Geduldete Ausländer, die mindestens fünf Jahre in Deutschland leben und nicht straffällig geworden sind, können demnach unter bestimmten Voraussetzungen einen langfristigen Aufenthalt erhalten. Innerhalb eines Jahres sollen sie etwa unter Beweis stellen, dass sie ihren eigenen Lebensunterhalt sichern können. Als Geduldete werden Personen bezeichnet, die eigentlich ausreisepflichtig sind.

Abschiebung gestoppt

Davon profitieren aber nicht nur gut integrierte Migranten, wie das jüngste Urteil des Verwaltungsgerichts Karlsruhe zeigt. Am 18. November hat das Gericht die Abschiebung eines Gambiers gestoppt. Die Begründung: Der Mann erfülle die Voraussetzungen des Chancenaufenthaltsrechts, weil er seit mehr als fünf Jahren geduldet in Deutschland lebe, erklärte das Gericht in einer Pressemitteilung.

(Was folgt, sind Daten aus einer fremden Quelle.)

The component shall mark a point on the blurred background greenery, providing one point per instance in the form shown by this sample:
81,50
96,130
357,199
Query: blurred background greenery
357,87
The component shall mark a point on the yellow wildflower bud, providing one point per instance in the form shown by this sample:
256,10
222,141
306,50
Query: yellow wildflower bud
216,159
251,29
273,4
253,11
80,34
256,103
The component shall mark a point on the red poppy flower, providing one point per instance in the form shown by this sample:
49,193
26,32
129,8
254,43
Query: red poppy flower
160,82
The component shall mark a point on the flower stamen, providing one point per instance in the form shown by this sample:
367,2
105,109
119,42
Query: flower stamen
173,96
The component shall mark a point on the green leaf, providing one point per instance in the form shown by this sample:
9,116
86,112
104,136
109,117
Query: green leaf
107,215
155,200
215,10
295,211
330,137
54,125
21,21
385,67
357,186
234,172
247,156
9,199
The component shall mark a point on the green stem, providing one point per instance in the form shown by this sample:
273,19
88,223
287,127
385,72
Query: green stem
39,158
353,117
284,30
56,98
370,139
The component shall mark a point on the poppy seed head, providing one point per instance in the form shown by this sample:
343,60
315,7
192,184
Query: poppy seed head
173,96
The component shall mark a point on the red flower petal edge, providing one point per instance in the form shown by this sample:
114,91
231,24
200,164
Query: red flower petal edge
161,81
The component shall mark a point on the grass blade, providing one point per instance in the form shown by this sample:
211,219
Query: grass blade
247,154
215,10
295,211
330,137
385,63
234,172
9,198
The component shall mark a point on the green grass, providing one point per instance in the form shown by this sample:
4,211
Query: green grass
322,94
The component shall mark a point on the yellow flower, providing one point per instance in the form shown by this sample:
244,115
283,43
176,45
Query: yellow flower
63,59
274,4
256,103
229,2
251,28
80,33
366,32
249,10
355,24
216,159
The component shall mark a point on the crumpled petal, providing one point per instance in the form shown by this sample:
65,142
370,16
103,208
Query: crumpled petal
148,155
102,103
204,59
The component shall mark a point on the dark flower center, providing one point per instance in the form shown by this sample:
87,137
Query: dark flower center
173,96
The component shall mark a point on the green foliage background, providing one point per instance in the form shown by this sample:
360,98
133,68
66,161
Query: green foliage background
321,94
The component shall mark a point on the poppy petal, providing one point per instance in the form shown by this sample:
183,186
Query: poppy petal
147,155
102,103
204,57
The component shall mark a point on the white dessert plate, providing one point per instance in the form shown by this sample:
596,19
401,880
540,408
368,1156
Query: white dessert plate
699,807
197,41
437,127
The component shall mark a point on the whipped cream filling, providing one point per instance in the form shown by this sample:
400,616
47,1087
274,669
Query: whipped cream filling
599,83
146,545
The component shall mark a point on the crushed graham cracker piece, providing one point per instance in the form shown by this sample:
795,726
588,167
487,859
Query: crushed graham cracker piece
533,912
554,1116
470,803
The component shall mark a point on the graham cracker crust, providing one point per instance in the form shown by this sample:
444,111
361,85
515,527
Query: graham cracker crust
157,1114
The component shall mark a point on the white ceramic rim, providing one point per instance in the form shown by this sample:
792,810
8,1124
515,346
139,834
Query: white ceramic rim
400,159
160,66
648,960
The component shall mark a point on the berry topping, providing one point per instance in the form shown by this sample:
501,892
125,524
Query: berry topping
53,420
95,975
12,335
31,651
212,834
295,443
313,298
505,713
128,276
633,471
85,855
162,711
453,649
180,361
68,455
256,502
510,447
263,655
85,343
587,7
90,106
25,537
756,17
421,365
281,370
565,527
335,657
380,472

Der Asylantrag des Gambiers wurde schon im Jahr 2017 abgelehnt. Auch die Klage gegen diesen Entscheid wurde zwei Jahre darauf abgewiesen. In den Jahren 2016 und 2017 wurde er jeweils wegen Drogenhandels zu einer Geldstrafe verurteilt. Daraufhin verhängte das Landratsamt Karlsruhe ein auf drei Jahre befristetes Einreise- und Aufenthaltsverbot gegen ihn. Inzwischen sind die Verurteilungen im Bundeszentralregister getilgt, wie das Gericht mitteilte.

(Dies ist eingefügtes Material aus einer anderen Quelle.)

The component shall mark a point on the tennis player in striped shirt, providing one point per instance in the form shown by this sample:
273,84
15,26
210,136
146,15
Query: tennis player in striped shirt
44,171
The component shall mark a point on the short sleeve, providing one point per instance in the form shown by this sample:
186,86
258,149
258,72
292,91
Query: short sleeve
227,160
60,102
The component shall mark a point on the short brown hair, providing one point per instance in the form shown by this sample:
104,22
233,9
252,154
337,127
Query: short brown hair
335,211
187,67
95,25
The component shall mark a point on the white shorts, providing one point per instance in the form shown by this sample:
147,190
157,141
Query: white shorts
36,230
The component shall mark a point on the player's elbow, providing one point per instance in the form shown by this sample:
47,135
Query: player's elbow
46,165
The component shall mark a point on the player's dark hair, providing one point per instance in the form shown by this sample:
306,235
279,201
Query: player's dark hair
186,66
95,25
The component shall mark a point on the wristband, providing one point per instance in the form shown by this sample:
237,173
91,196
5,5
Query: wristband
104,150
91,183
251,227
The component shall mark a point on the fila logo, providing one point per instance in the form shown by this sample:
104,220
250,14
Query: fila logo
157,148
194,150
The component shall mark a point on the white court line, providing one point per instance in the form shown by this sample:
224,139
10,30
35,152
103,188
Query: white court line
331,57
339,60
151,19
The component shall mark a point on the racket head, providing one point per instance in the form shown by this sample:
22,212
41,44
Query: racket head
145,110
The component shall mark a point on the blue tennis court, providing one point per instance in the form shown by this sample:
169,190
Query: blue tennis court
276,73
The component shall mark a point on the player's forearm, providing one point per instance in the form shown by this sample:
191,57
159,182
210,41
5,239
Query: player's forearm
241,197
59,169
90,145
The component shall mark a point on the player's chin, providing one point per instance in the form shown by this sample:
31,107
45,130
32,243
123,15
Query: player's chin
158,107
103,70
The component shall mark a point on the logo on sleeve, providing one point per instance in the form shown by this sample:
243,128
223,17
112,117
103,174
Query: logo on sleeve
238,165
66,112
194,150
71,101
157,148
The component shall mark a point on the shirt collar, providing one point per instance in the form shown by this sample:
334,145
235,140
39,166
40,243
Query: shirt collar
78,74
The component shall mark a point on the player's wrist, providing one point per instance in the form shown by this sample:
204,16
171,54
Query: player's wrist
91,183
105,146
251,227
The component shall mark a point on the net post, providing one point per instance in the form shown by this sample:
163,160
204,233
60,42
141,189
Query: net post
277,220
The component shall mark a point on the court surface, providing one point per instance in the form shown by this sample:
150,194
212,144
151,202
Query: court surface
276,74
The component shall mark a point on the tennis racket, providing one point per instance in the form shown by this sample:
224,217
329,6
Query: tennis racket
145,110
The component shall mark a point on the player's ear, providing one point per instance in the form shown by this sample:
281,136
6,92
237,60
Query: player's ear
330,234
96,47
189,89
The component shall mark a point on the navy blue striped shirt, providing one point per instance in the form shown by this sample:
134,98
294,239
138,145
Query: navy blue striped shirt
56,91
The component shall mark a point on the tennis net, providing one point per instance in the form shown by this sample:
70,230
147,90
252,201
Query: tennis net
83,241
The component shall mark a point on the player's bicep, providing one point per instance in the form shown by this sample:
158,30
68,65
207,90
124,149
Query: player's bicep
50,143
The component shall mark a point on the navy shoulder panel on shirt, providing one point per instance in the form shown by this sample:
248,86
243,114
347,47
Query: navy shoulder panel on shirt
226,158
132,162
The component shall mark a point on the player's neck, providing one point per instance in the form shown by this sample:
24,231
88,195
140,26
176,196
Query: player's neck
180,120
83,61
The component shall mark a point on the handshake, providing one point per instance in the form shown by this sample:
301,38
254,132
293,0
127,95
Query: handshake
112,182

Ein erster Versuch, den Mann abzuschieben, scheiterte im Oktober. Seitdem saß er in Abschiebehaft. Vor Gericht machte er nun geltend, dass seine Straftaten getilgt seien und dass Menschen, die nach der geplanten Neuregelung voraussichtlich eine Bleibeperspektive hätten, nicht abgeschoben werden sollten. Der Mann hat voraussichtlich Anspruch auf die Aufhebung des Aufenthaltsverbots.